Similarly, Mass General for Children said its pediatric intensive care unit has seen a sharp increase in requests for beds this fall, with a significant portion of the higher demand due to younger children and infants with respiratory distress from common viruses.

Echoing NPR’s report, MGfC said in an email to that the viral season has started much earlier this year and appears to be more severe, with patients often presenting with not just one virus, but often two or even three. 

“We think at least part of this trend is due to kids going back to school unmasked after 2 years of social distancing and masking,” the hospital said. “They are catching colds and bringing them home to their younger siblings who may not be able to tolerate them as well.”

The pediatric ICU bed situation may worsen as flu season approaches, as the flu can cause serious or life-threatening illness in infants and children, MGfC said. 

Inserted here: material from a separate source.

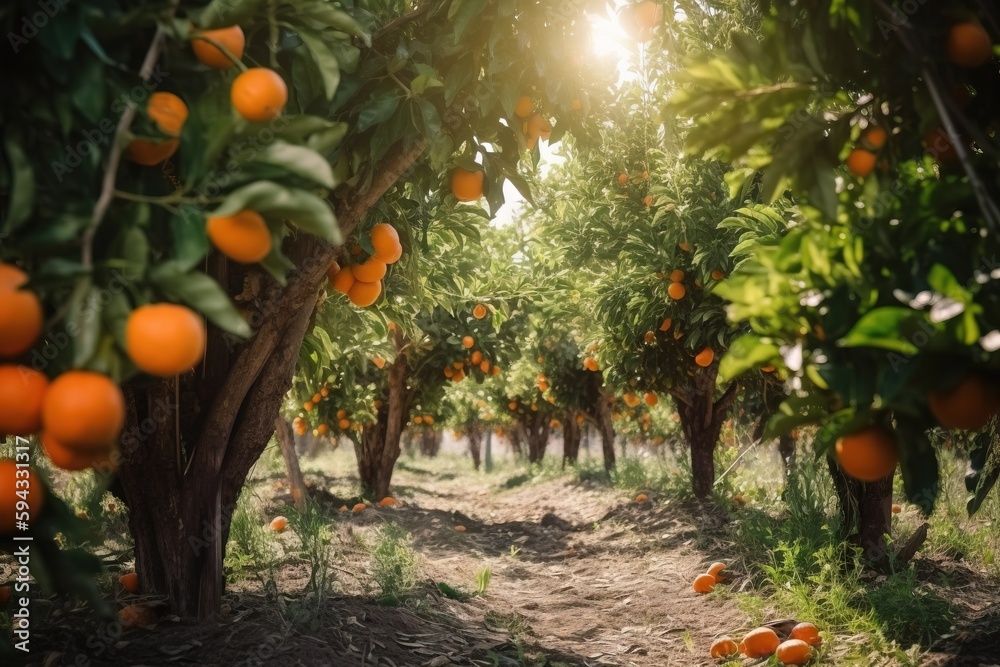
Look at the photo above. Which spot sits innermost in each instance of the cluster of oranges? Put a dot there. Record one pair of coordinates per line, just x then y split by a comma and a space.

“The good news is that we have a safe and effective influenza vaccine that can be administered to children as young as 6 months,” the hospital said, also emphasizing frequent hand-washing.

How to get your flu shot

Boston has an upcoming free flu vaccination clinic in room 801 at City Hall from 1 to 5 p.m. on Monday. Walk-ins are welcome, and free COVID-19 vaccinations will also be available, according to BPHC. 


Flu shot appointments can also be made at local pharmacies, community health centers, and primary care offices, among other locations.

More information on flu shots is available on the city’s website, or by calling the Mayor’s Health Line at 617-534-5050 (800-847-0710 for toll free).